Washington — The House Ways and Means Committee is now reviewing President Obama’s “Financial Crisis Responsibility Fee,” a bank tax that will fall on some institutions that never asked for money from the Troubled Asset Relief Program, never took TARP money, or already paid back TARP money. In promoting the measure, supporters have been invoking widespread anger over bank bailouts, brazenly ignoring the fact that this punitive tax would punish businesses that eagerly fed at the public trough in the wake of the crisis as well as those that did not.
Since the advent of capitalism, businessmen have been denounced for the corrupt actions of a few political profiteers. To help understand that there is a distinction, consider two characters in Ayn Rand’s 1957 novel Atlas Shrugged. In the book, Rand describes two opposite kinds of businessmen — those she calls the “producers” and those she calls the “looters.”
The producers, such as Hank Rearden, inventor of a new metal stronger and cheaper than steel, work tirelessly to create products that improve human life. The looters are basically pseudobusinessmen, like the incompetent steel executive Orren Boyle, who get unearned riches by getting special favors from politicians. Their business isn’t business, but political pull.
It is the producers who make life possible: who keep grocery shelves stocked; who discover new lifesaving drugs; who make computers faster, buildings taller, and airplanes safer.
The looters, on the other hand, leech off the wealth created by producers.
The novel rejects the widespread notion that both the producer Reardens and the looter Boyles are fundamentally united by a desire for profit. Only the Reardens, she argues, deserve to be called profit-seekers, because they earn rewards through productive effort; the Boyles are antieffort parasites seeking unearned loot.
But it’s not only unearned wealth the looters want. In Atlas Shrugged, Boyle uses his influence to throttle Rearden with progressively harsher government controls and regulations, because he can’t survive except by hindering the competition.
Producers, however, don’t need special favors, only freedom: the freedom to produce, to trade voluntarily, and, if they succeed, to keep the profits. As a country becomes less free, it creates and unleashes more and more Boyles, who succeed at the expense of the Reardens.
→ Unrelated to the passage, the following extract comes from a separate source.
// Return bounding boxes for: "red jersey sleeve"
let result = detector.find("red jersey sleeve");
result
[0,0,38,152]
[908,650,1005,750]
America, today, is still a land of producers. Our country is full of industrialists, managers, and financiers who display the ruthlessly high standards, exceptional intelligence, and extraordinary work ethic that are characteristic of a producer.
When Apple was nearly ready to release the first iPhone, for instance, CEO Steve Jobs looked at the enclosure design and announced to his team, “I just don’t love this. I can’t convince myself to fall in love with this.” Mr. Jobs was asking his team to toss out a year’s work and start over. “And you know what everybody said?” Jobs later noted. “Sign us up.” That is the mentality of a producer — the commitment to settle for nothing but one’s best. It’s a mentality you can still find in many sectors of the economy.
But the Boyles are on the rise, growing fat on bailouts, handouts, and other sundry opportunities for political profiteering. For every producer like BB&T bank’s John Allison, who opposed Washington’s bailouts and was forced to accept government money, there seem to be ten like former General Motors CEO Rick Wagoner, demanding tax dollars to prop up their failing companies.
Meanwhile, today’s real-life Boyles constantly lobby for government restraints on their more able competitors. Remember when the überproductive Bill Gates started giving away free Web browsers to his customers, and Netscape ran to Washington demanding that Microsoft be shackled via antitrust laws?
Yes, it can sometimes be hard to tell the producers from the looters. As government becomes more entangled in our economic affairs, even the Reardens of the world are forced to lobby Washington — not to reap unearned rewards, but to protect themselves from the Boyles. (It’s no accident that before Microsoft came under antitrust fire, it spent virtually nothing on lobbyists, while today it spends many millions.) What’s more, many businessmen are mixed cases — part producer, part political profiteer.
However difficult it may be to classify individual businessmen, though, it’s crucial to keep the two categories separate when praising or condemning the businessmen who appear in the headlines and before congressional panels. If we don’t, it’s the Boyles who benefit and the Reardens who suffer.